Studenten bauen eine neue Stadt mit Auto Tabu!

Ein Traum wurde wahr: eine traumhafte Stadt erwartet rund 100.000 neue Einwohner.

 

Seit Oktober ist Österreich um eine Stadt reicher geworden, welche derzeit die 6. größte Stadt Österreichs ist. Die neue Stadt wurde von Studenten erbaut und bietet Platz für 102.000 Einwohner. Sie verfügt bereits über eine komplette Infrastruktur. Zwar gibt es Straßen, doch die Stadt ist so konzipiert, dass alle Wege bequem mit öffentlichen Verkehrsmitteln oder mit dem Fahrrad zurückgelegt werden können. Als öffentliche Verkehrsmittel stehen den Bewohnern zwei Tramlinien und zwei Flussbusse zur Verfügung. Die Erdgeschosszonen sollen multifunktional sein. Dort gibt es unterschiedliche Nutzungsmöglichkeiten, etwa Geschäfte, Lokale oder nichtkommerzielle Räume. Daneben sind Bildungseinrichtungen, ein Spital, ein großer Bahnhof, einige Industriegebäude und zahlreiche Freizeiteinrichtungen vorgesehen. Für die Energieversorgung stehen ein Flusskraftwerk, eine Biogasanlage, Windräder, Sonnenkollektoren und andere erneuerbare Energieträger zur Verfügung.

Große Grünschneisen reichen weit bis ins Zentrum. Kurz: Diese Stadt ist lebenswert und traumhaft.

 

Hypotopia

Sie ist im wahrsten Sinne des Wortes ein Traum, denn diese Stadt ist nicht real, sondern ein Modell im Maßstab 1:100, das derzeit am zentralen Wiener Karlsplatz steht und den Namen Hypotopia trägt.

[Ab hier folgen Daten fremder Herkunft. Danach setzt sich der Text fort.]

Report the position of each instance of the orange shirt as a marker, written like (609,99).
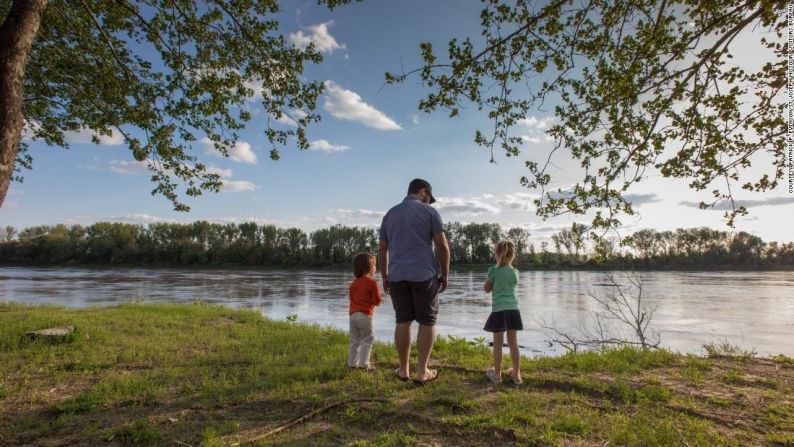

Die Erbauung der fiktiven virtuellen Stadt würde komplett mit Planungs- und Bauaufwendungen, Grundstücksablösen und Infrastruktur ganze 19 Milliarden Euro kosten und mit seiner 12 km² Fläche Platz für 102.574 potentielle Bewohner bieten. Mit genau der gleichen Summe könnte man aber auch die Rettung der Krisenbank Hypo Alpe Adria, ehemals eines der größten Finanzinstitute der Alpenrepublik, finanzieren. Die Notverstaatlichung der ehemaligen Bayern Landesbank-Tochter geführt hinterlässt Steuerzahlern nun Altlasten in Milliardenhöhe. Sie sollen für den Hypo-Schuldenschnitt aufkommen. Der Ärger über dieses Ereignis brachte die Österreicher auf eine Lautstarke Idee: Eine Mitte Februar gegründete Facebook-Gruppe namens „Hupe gegen die Hypo“ rief Autofahrer dazu auf, laut zu hupen, wenn sie an der Hypo-Zentrale in Klagenfurt vorbeifahren. „Wir wollen das Debakel nicht zahlen und werden uns Gehör verschaffen“, heißt es auf der Protestseite.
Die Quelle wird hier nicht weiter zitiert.